Charles Darwin developed this perspective with considerable acuity. The SEP entry on Darwinism has a nice list of causal links that I won’t reproduce here. But Darwin very basically thought that random mutations among individuals came to express themselves among larger populations through ‘natural selection’. Though Darwin receives credit for having repudiated Aristotelian final causality, the theory of natural selection seems entirely to entail that ‘favorable variations’ will lead to a sort of biological progressivism where the species just gets better and better. On the one hand, it is far from the case that Aristotelian science could not account for genetic differences among members of the same species—i.e., an inherent flexibility in human genetic instructions. On the other hand, that progressivism entails that only the good genes get passed on. Nietzsche criticizes Darwinian natural selection by levying the argument that ‘bad genes’—decadent, disordered, resentful, petty—have come to dominate the reproductive marketplace.
When I compare my picture of Nietzsche’s critique of causality to the Aristotelian framework of causes, I am almost overwhelmed at the possibilities for comparison. Nietzsche seems roughly to agree with Aristotelian intuitions on the errors of ‘confusing cause and effect’ and of ‘false causation’, because I read Aristotle a) as adhering to a constitutive naturalism that sees the body itself as the cause of states like eudaimonia and b) as positing nothing like the Kantian ‘responsibilist’ egoism, but more a Sophoclean picture—the side of Sophocles in Oedipus Rex that subordinates even the highest achievements of human reason to the more powerful forces of nature that determine it. Like any aspect of Aristotle, these are debatable views that must be qualified and contextualized, but I think that they are generally right.

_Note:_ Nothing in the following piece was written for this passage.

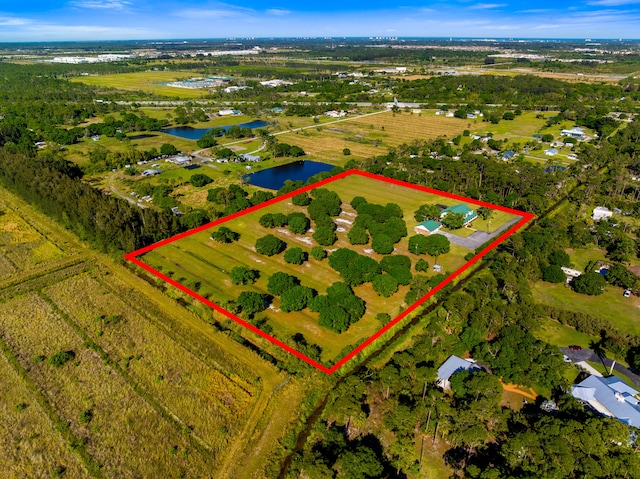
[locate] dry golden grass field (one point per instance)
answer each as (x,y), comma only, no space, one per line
(150,388)
(373,134)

Nietzsche’s departure from Aristotelian causality comes primarily in relation to final cause—the error of imaginary causes. For Nietzsche, the whole idea of a ‘final cause’ will relate to the human perceptual faculties. What he might notice about the Aristotelian picture of the connection between the organism as a genetic product and the environment for which that body is well-suited is a sort of naïve amazement at how in the world such a nexus between body and world is possible. But that naïve amazement at the rather awe-inspiring complexity of the human body and the attunement of the body to the Earth devolves into an assumption that there has to be some explanatory reason why they are connected. This assumption is nothing less than a projection of human practical life onto the whole of nature. I should like to argue that Nietzsche disrupts the projection of ‘purpose’ onto nature by claiming that purpose is a human and not a natural category. Because Aristotelian purpose is a human imposition onto the natural, is the idea that is the effect of a psychological experience of seeing how a biological form fits in some ways perfectly into the world, scientific claims about purposiveness must be unpacked in terms of a psychology of unconscious desires. A claim of knowledge about any inherent ‘purpose’ of human life qua natural is not an epistemic claim, but is reducible to a ramification of a hidden desire for self-exertion over that natural world, particularly over the other human bodies that comprise it.